Interest surrounding generative large language models (LLMs) has rapidly grown. Although ChatGPT (GPT-3.5), a general LLM, has shown near-passing performance on medical student board examinations, ...the performance of ChatGPT or its successor GPT-4 on specialized examinations and the factors affecting accuracy remain unclear. This study aims to assess the performance of ChatGPT and GPT-4 on a 500-question mock neurosurgical written board examination.
The Self-Assessment Neurosurgery Examinations (SANS) American Board of Neurological Surgery Self-Assessment Examination 1 was used to evaluate ChatGPT and GPT-4. Questions were in single best answer, multiple-choice format. χ 2 , Fisher exact, and univariable logistic regression tests were used to assess performance differences in relation to question characteristics.

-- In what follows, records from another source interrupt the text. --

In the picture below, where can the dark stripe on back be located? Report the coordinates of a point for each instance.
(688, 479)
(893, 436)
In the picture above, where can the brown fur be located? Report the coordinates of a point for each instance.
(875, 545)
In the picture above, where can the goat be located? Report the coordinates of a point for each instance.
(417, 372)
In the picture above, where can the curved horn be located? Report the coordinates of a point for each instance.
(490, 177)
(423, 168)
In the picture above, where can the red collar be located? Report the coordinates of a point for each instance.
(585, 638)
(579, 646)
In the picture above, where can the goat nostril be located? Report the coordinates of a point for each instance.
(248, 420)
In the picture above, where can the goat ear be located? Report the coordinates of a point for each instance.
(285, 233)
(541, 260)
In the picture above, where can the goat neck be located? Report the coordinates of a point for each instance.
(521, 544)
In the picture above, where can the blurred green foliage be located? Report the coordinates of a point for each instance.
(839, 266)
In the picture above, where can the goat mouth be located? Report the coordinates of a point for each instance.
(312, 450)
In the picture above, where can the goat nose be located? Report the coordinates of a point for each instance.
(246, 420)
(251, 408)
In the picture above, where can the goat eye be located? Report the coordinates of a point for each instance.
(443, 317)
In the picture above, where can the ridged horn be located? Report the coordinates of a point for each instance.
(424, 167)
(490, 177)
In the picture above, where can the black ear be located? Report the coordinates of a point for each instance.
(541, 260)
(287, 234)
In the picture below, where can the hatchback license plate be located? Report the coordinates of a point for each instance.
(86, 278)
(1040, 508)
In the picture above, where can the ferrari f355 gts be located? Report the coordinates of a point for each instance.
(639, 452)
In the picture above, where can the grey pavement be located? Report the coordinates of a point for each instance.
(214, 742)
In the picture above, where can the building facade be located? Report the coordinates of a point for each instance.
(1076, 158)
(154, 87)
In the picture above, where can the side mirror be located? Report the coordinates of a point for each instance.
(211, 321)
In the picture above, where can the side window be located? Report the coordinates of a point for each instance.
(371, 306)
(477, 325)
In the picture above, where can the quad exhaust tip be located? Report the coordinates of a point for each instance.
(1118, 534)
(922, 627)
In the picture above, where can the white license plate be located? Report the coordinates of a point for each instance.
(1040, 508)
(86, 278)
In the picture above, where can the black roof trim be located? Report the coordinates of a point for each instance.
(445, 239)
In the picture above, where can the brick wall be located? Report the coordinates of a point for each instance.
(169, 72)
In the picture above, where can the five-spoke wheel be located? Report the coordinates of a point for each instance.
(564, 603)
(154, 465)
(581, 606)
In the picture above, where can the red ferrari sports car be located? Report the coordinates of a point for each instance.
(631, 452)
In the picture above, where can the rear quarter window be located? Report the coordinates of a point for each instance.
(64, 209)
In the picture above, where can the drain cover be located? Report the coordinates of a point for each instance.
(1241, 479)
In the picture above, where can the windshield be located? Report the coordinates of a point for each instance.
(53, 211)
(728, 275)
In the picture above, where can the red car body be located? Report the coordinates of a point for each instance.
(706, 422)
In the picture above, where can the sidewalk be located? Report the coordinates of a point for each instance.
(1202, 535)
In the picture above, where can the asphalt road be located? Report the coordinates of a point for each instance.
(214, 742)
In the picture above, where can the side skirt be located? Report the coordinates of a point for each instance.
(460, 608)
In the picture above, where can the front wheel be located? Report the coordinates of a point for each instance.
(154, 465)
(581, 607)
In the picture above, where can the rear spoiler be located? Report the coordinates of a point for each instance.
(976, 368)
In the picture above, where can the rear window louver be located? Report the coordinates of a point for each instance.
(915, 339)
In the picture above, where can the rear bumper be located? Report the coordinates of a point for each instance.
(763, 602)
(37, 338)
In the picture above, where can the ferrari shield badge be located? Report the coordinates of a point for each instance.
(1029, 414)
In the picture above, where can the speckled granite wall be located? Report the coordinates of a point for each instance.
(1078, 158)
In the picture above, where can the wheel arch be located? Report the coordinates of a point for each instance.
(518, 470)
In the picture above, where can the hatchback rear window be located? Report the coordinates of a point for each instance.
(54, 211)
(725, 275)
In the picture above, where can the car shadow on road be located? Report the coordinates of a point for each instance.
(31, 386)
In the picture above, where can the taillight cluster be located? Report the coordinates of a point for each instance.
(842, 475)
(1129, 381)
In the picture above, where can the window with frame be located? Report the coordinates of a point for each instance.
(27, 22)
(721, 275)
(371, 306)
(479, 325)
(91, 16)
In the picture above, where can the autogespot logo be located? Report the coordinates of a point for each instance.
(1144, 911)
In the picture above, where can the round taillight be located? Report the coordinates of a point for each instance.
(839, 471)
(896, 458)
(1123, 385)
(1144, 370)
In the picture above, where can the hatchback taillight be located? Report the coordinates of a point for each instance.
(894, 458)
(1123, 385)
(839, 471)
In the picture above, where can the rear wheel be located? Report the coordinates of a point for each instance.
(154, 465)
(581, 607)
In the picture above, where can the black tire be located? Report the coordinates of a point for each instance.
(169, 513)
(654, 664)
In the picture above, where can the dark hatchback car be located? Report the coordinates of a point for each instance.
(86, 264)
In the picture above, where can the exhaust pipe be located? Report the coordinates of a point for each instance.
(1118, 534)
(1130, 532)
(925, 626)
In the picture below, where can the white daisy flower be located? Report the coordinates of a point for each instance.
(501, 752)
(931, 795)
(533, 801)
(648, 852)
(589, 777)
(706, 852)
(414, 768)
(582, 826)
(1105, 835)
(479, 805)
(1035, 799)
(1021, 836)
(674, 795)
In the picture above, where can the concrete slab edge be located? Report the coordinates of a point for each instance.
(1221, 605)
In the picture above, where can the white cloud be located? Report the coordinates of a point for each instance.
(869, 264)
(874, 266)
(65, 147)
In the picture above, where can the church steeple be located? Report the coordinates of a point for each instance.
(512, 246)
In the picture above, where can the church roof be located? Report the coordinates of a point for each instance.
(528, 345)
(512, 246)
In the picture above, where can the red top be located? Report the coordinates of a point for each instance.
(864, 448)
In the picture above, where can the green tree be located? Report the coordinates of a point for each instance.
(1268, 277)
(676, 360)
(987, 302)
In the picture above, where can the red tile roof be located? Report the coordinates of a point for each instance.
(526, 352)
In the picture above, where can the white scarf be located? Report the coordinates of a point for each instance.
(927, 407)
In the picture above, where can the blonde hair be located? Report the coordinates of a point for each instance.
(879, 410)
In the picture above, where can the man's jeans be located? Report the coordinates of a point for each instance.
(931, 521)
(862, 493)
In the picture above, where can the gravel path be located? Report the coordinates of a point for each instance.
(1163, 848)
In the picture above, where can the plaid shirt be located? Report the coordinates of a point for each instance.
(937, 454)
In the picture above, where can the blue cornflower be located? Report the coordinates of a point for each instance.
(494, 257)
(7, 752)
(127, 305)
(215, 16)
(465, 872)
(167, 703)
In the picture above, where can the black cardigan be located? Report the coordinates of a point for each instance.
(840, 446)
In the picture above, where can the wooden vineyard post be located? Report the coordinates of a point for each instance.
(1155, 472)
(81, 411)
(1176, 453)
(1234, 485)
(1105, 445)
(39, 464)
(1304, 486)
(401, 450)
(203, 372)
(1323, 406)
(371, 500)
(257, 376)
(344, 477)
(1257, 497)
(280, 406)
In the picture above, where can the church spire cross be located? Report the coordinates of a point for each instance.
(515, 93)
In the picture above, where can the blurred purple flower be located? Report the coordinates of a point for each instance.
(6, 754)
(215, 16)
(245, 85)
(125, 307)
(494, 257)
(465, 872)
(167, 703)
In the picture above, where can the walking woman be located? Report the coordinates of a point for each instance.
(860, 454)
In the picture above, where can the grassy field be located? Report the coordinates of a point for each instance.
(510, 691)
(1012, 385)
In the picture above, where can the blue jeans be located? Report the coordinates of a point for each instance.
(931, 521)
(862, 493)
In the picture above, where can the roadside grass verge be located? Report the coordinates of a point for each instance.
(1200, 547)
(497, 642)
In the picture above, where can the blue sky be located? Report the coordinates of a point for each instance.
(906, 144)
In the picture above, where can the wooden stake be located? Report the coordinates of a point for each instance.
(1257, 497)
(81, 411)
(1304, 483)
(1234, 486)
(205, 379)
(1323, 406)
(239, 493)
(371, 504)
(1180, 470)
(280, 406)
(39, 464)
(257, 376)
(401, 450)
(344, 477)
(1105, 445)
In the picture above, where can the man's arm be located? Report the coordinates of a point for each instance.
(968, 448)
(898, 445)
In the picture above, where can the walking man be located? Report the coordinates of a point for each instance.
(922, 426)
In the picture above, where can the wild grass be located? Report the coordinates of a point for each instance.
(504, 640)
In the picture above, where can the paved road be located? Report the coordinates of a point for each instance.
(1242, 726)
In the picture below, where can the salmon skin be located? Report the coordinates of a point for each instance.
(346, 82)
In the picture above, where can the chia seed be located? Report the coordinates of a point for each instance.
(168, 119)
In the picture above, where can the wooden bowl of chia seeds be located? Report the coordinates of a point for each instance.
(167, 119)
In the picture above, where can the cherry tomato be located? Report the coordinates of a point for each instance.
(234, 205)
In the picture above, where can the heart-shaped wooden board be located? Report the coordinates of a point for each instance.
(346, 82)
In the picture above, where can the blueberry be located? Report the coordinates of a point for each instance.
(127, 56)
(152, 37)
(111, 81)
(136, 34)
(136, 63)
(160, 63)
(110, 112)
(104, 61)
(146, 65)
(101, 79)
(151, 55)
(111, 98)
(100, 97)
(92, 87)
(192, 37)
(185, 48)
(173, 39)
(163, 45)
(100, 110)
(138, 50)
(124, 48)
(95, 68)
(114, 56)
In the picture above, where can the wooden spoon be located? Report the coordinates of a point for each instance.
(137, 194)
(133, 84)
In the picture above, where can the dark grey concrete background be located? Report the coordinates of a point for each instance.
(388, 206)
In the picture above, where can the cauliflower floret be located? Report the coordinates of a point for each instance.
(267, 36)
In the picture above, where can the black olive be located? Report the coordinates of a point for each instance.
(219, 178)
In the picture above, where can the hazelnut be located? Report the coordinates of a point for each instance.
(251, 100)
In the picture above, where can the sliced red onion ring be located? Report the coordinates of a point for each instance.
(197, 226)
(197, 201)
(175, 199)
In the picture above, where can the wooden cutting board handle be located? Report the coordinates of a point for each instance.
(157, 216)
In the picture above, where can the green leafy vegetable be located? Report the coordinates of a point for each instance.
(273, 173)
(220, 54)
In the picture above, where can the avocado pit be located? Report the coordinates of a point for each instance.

ChatGPT (GPT-3.5) and GPT-4 achieved scores of 73.4% (95% CI: 69.3%-77.2%) and 83.4% (95% CI: 79.8%-86.5%), respectively, relative to the user average of 72.8% (95% CI: 68.6%-76.6%). Both LLMs exceeded last year's passing threshold of 69%. Although scores between ChatGPT and question bank users were equivalent ( P = .963), GPT-4 outperformed both (both P < .001). GPT-4 answered every question answered correctly by ChatGPT and 37.6% (50/133) of remaining incorrect questions correctly. Among 12 question categories, GPT-4 significantly outperformed users in each but performed comparably with ChatGPT in 3 (functional, other general, and spine) and outperformed both users and ChatGPT for tumor questions. Increased word count (odds ratio = 0.89 of answering a question correctly per +10 words) and higher-order problem-solving (odds ratio = 0.40, P = .009) were associated with lower accuracy for ChatGPT, but not for GPT-4 (both P > .005). Multimodal input was not available at the time of this study; hence, on questions with image content, ChatGPT and GPT-4 answered 49.5% and 56.8% of questions correctly based on contextual context clues alone.
LLMs achieved passing scores on a mock 500-question neurosurgical written board examination, with GPT-4 significantly outperforming ChatGPT.